We’ve had a summer of grown children. Grandchildren, not so many this year. They have jobs, they’re obligated. They all assure us they’ll be back next summer, they miss the lake, they miss us. They mean it, but they’re setting up their lives, starting new jobs, coaching in summer field hockey camp.
So this poem by Olivia Stiffler appealed to me. I’m feeling the shift especially this year, the “move to the back seat,” as she puts it. It’s a simple poem that travels naturally from leaving to coming back in a different way, barely back, focused on the future.
I think part of what drew me to this poem is its ordinariness. Much life is mundane, but when we look closely, the mundane is exactly where the beauty is. The hand holding our hands, but not in the same way as before. Barely holding, their minds already about to drift off like helium balloons. The story of this poem is not my story. Seldom does a poem tell exactly our own story. But pieces of it can suggest what we feel. An image can trigger so many emotions. The feeling of the “growing list of the missing,” for example, of being lightly held, these days, by the present.
That’s what can happen.
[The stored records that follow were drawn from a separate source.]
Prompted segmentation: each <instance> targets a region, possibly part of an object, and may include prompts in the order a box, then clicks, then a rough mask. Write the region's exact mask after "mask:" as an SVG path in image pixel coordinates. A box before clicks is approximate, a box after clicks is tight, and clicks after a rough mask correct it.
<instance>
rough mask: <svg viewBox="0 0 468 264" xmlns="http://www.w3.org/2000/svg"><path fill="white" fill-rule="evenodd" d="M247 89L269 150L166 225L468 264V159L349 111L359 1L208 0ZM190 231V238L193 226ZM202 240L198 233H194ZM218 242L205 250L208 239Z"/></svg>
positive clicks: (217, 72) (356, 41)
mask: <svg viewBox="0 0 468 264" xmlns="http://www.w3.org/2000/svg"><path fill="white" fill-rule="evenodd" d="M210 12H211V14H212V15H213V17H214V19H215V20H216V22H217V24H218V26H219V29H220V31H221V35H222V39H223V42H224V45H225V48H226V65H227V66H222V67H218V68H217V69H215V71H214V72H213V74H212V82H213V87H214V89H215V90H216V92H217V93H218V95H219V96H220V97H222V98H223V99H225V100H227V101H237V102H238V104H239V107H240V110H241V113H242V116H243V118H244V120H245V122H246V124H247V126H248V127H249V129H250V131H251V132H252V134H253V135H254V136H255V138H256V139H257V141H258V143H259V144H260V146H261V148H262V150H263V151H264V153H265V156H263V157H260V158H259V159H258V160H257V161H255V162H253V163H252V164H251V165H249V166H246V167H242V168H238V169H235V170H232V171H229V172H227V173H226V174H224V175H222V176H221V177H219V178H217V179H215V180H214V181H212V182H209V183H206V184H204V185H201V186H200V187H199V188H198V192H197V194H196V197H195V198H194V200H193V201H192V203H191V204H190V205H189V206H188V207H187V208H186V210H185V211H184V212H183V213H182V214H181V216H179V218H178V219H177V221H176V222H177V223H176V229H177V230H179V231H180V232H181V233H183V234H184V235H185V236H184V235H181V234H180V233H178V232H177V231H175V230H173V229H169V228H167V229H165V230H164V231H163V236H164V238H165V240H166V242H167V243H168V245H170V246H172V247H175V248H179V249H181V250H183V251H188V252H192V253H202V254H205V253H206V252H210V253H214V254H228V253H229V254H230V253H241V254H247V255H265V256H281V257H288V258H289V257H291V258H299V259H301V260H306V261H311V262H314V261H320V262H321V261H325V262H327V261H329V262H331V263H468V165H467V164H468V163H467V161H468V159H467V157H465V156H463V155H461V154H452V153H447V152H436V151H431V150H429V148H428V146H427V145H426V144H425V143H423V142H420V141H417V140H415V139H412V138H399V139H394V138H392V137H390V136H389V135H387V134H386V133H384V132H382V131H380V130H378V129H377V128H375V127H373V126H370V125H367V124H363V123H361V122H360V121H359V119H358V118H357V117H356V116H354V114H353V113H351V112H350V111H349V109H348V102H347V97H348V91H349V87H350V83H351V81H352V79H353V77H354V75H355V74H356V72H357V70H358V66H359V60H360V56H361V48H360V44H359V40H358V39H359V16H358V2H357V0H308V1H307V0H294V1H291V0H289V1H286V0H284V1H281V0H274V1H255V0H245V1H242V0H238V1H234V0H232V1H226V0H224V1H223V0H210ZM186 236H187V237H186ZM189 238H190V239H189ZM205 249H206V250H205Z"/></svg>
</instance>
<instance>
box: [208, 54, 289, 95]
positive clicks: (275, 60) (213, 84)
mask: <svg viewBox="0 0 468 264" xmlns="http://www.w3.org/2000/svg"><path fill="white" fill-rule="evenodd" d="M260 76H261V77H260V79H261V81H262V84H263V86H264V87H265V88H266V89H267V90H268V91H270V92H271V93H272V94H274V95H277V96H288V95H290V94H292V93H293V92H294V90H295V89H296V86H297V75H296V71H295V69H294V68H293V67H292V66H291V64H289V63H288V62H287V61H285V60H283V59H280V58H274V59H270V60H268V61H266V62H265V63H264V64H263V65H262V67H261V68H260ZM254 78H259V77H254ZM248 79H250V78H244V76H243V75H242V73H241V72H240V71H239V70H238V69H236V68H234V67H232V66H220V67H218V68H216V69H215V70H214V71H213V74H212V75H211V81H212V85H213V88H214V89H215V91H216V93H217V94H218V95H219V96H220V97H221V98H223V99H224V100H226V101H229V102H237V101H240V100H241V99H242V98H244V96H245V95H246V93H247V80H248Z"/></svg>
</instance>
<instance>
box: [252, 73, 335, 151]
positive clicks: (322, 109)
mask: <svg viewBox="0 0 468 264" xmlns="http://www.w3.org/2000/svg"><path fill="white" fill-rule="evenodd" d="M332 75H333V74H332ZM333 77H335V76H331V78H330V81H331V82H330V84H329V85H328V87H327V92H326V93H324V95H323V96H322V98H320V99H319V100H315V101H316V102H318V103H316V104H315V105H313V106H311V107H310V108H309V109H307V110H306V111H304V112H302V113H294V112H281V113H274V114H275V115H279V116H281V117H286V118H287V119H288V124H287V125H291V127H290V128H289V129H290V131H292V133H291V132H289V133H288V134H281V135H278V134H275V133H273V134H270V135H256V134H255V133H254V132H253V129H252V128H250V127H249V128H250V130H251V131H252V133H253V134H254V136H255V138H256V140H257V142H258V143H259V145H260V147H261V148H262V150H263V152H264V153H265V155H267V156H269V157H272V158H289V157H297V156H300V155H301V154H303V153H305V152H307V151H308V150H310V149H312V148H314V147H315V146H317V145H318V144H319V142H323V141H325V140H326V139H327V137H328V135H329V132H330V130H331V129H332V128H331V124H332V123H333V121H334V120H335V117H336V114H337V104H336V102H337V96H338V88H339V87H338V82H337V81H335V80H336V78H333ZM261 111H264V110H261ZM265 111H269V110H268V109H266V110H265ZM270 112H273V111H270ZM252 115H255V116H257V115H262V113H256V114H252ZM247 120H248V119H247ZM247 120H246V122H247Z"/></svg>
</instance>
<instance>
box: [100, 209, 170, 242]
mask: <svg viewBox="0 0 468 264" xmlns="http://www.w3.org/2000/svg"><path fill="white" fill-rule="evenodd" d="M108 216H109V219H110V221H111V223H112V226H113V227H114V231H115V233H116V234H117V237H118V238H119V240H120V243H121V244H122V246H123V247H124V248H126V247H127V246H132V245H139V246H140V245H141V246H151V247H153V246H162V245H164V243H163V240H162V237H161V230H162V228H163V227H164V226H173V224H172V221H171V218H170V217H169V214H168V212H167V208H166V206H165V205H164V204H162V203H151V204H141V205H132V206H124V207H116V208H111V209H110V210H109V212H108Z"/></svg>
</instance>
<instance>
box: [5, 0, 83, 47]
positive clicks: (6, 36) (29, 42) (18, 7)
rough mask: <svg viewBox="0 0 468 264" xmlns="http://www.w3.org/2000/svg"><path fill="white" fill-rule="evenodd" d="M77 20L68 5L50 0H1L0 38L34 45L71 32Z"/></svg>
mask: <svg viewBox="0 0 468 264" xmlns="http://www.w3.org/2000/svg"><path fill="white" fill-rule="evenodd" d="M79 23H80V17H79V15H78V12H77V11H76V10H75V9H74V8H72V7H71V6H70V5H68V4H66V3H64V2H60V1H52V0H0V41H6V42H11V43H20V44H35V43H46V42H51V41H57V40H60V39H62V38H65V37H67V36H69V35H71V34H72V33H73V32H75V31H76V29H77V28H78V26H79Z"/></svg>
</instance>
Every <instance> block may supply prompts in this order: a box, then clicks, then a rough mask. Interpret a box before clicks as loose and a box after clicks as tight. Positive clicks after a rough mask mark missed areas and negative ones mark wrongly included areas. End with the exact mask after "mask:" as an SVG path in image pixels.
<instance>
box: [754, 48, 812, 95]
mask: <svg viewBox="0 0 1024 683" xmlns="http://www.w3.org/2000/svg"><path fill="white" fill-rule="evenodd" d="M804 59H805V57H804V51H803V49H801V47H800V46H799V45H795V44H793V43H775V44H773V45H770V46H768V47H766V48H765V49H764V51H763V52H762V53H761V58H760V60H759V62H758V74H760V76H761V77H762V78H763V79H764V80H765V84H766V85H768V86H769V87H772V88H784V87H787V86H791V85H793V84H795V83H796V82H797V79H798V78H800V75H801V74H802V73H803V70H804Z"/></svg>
But the poem itself wants to be heard as itself, also. This one tells its own story and wants to be heard in its own language.
Stiffler lives in the Low Country of South Carolina, a landscape wholly unlike the hills of Missouri where she grew up. She spent most of her work life as a free-lance stenotype reporter. “It’s all language, she says, but a different approach to language. You’re always listening.” Among her southern neighbors, she also mentions, are “a plethora of snakes, water fowl, alligators, and an occasional panther.” She has two collections of poems, “Hiding in Plain Sight,” and “Otherwise We Are Safe.” Garrison Keillor read “Grandchildren” on Sept. 16, 2014, on The Writer’s Almanac.